Kassel. In Stadt und Landkreis Kassel gibt es immer mehr Menschen, die in eine akute Krisensituation geraten. Weil sie sich selbst oder andere gefährden, werden sie per richterlichem Beschluss in der Psychiatrie untergebracht.

Nach Angaben von Matthias Grund, Sprecher des Amtsgerichts Kassel, steigen die Fallzahlen seit zwei Jahren. 2010 gab es auf Grundlage des Hessischen Freiheitsentziehungsgesetzes 634 Einweisungen, 2011 waren es 741 vorläufige Unterbringungen und im vergangenen Jahr 865 Fälle.

Diese steigende Tendenz deckt sich mit den Erfahrungen des Gesundheitsamts. Die Zahl der absoluten Notfälle steigt kontinuierlich. Im Jahr 2010 gab es 550 Kriseneinsätze in Stadt und Kreis, 2011 waren es bereits 650 und im Vorjahr gar 686 Fälle.
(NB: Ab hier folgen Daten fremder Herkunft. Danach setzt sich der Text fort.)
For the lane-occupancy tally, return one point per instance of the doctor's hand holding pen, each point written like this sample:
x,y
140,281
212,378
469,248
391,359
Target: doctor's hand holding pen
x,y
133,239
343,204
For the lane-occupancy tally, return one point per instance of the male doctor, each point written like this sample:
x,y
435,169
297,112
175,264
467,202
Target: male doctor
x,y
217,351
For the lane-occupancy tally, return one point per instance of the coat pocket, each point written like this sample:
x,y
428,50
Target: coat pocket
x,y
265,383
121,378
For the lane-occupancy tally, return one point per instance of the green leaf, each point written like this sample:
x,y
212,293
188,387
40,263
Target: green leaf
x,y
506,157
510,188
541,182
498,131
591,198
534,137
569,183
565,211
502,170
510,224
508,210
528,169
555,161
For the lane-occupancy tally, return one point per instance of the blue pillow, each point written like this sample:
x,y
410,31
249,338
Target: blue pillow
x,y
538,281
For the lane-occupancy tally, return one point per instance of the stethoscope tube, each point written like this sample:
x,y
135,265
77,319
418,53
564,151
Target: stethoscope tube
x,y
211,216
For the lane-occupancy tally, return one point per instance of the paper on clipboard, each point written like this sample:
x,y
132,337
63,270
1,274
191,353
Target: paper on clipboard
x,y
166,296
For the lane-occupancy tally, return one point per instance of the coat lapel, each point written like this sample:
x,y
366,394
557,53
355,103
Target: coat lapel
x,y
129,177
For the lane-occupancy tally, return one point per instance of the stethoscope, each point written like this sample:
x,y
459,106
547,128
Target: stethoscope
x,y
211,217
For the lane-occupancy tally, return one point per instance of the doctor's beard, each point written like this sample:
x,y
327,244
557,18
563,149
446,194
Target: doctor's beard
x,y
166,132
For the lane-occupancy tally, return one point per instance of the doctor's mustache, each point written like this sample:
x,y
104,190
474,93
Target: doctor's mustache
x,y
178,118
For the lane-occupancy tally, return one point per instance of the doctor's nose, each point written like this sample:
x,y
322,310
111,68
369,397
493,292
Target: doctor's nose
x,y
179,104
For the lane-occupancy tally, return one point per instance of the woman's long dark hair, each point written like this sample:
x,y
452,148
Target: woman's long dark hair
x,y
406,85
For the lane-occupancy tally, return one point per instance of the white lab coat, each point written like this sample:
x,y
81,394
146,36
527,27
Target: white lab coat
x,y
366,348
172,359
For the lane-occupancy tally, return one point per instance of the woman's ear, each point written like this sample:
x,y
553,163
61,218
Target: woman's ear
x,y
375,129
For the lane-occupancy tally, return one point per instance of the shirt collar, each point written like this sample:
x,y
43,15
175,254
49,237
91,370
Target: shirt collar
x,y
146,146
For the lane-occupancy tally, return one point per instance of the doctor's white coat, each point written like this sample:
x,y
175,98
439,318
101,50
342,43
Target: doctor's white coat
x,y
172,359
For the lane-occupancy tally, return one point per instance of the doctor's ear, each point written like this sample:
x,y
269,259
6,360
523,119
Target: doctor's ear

Viele psychisch Kranke, depressive Menschen mit Antriebsstörungen und Suchtkranke, die zum Teil schwere körperliche Erkrankungen hätten, gehörten zu den Betroffenen, sagt Dr. Peter Reinhold-Hildenhagen, Abteilungsleiter beim Sozialpsychiatrischen Dienst.

Die Ärzte und Sozialarbeiter, die im Gesundheitsamt für die Kriseneinsätze zuständig sind, würden von besorgten Nachbarn, Kollegen, Angehörigen und behandelnden Ärzten alarmiert. Reinhold-Hildenhagen weist darauf hin, dass auch eine ambulante Behandlung Folge eines Kriseneinsatzes sein könne. „Die Unterbringung in der Psychiatrie ist die allerletzte Lösung.“

Warum die Fallzahlen so stark steigen, darauf hat der Arzt keine eindeutige Antwort. „Vielleicht guckt das Umfeld heutzutage genauer hin.“ Fest stehe aber, dass durch den demografischen Wandel die Fälle der Altersdemenz zunehmen würden, sagt Reinhold-Hildenhagen. Wenn zum Beispiel ein alter Mensch dreimal hintereinander nachts in der Stadt mit einem Rollator herumirre, dann schalte die Polizei das Gesundheitsamt ein.